El mayor desplome bursátil
Y el mundo hizo crac
En 1929, después de una década de gasto sin freno, crédito sin límite y euforia
bancaria, el mercado de valores de EUA se hundió y arrastró consigo a la
economía mundial.
“Allí estaban; caminaban de un lado para otro
como en un hormiguero revuelto visto en
cámara lenta, ofreciéndose enormes fajos de
títulos a un tercio de su precio anterior y la mitad
de su valor actual, y durante muchos minutos
consecutivos, sin encontrar a nadie que tuviera
la capacidad para aceptar las fortunas seguras
que decían poder ofrecer”. La anterior fue la
apesadumbrada descripción que hizo Winston
Churchill tras presenciar ahí mismo, en Wall
Street, el crac que sufrían los mercados
financieros el 24 de octubre de 1929. El
británico no podía crees que los agentes de
Bolsa mantuvieran esa relativa calma cuando,
en apenas unas horas, el mercado había
perdido cerca de 10,000 millones de dólares.

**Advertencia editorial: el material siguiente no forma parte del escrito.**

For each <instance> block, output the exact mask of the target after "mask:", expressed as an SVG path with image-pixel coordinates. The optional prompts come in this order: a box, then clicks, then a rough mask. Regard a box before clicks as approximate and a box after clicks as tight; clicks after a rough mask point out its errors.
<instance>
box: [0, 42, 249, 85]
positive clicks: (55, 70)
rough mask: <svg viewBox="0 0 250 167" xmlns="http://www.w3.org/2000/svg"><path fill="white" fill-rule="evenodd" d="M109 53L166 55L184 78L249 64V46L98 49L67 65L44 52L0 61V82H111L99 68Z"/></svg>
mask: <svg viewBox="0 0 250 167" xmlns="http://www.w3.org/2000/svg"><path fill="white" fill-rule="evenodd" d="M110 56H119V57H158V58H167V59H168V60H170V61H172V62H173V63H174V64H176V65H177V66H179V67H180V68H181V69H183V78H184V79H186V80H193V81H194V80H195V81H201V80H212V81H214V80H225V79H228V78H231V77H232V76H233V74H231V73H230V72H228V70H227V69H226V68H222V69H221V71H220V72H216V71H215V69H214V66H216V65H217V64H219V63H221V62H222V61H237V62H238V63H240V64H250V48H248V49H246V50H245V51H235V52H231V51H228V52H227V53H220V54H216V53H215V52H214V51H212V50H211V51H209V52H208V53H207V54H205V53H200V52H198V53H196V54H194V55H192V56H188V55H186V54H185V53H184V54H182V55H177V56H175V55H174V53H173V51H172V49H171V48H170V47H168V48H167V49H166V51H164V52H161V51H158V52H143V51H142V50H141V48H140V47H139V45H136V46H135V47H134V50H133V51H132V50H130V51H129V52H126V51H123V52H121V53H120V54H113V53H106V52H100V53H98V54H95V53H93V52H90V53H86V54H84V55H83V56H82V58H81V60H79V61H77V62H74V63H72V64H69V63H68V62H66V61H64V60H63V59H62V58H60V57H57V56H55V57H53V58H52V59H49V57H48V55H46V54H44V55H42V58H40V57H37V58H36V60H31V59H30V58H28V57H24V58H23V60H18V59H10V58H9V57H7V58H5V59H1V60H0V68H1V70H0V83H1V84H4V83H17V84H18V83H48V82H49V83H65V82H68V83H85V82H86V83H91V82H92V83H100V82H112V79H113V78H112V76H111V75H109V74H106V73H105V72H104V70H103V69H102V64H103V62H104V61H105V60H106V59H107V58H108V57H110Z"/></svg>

Churchill vio desaparecer las 20,000 libras que
había invertido en las, hasta entonces,
lucrativas acciones del mercado neoyorquino.
Un alocado salto vacío
La debacle bursátil que impresionó al premier
inglés era sólo la antesala des descalabro que
estaba por llegar. Durante cuatro días, los
agentes de Wall Street se olvidaron de las
normas de etiqueta que mantenían
habitualmente y los gritos se adueñaron del
parqué financiero: la desconfianza se había
apoderado de los inversionistas. Al
lunes siguiente, día 28, las órdenes de venta se
agolpaban en las mesas de negociación incluso
cuando el mercado aún no había abierto. La
tecnología se alió con el pánico: las
teleimpresores que marcaban las cotizaciones
de Bolsa no se daban abasto, porque el
volumen de compraventa había triplicado el de
un día normal, superando los 16 millones de
títulos. El cable que cruzaba el Atlántico
transmitiendo datos se rompió, las líneas de
teléfono se saturaron y muchos corredores de
bolsa tuvieron que utilizar taxis para hacer llegar
información de las operaciones a sus clientes,
ante la imposibilidad de recurrir al telégrafo. La
caída fue de 38 puntos y la jornada fue
bautizada como “el día de la matanza de los
millonarios”.
Sin embargo lo peor llegó el martes 29 de
octubre. El mundo entero quería desprenderse
de sus acciones y el mercado caía en picada;
como también los cuerpos de algunos
inversores, que no tuvieron más salida a su
ruina que lanzarse desde las ventanas de los
pisos más altos de los hoteles. A última hora de
la sesión, el magnate John Rockefeller anunció
que él y su hijo comprarías acciones para
tranquilizar al mercado. De esta manera
consiguieron hacerse con la propiedad de
grandes corporaciones a precio de saldo, pero
no salvar a un sistema financiero que había
saltado por los aires.
La prosperidad y la euforia especulativa que
habían dominado la década de los años 20 se
volatilizaron en apenas tres sesiones de la
Bolsa. Atrás quedaba la inversión en acciones
como pasatiempo favorito, incluso de las
familias más humildes. En los llamados “felices
veinte”, los ciudadanos creyeron que no era
necesario ser un potentado multimillonario para
tener acceso a los grandes avances de la
época. Además, la euforia del mercado de
valores prometía enriquecimientos tan fáciles
como el obtenido comprando unas acciones
que, en pocos días, podían hasta duplicar su
valor.
La locura de la situación quedó plasmada en
múltiples crónicas, entre ellas las memorias de
Groucho Marx: “Podías cerrar los ojos, apoyar el
dedo en cualquier punto del enorme tablero
mural y la acción que acababas de comprar
empezaba inmediatamente a subir”, recordaba
el genial comediante, después de contar que
había pedido prestados más de 250,000 dólares
para jugar en la Bolsa y que los había perdido.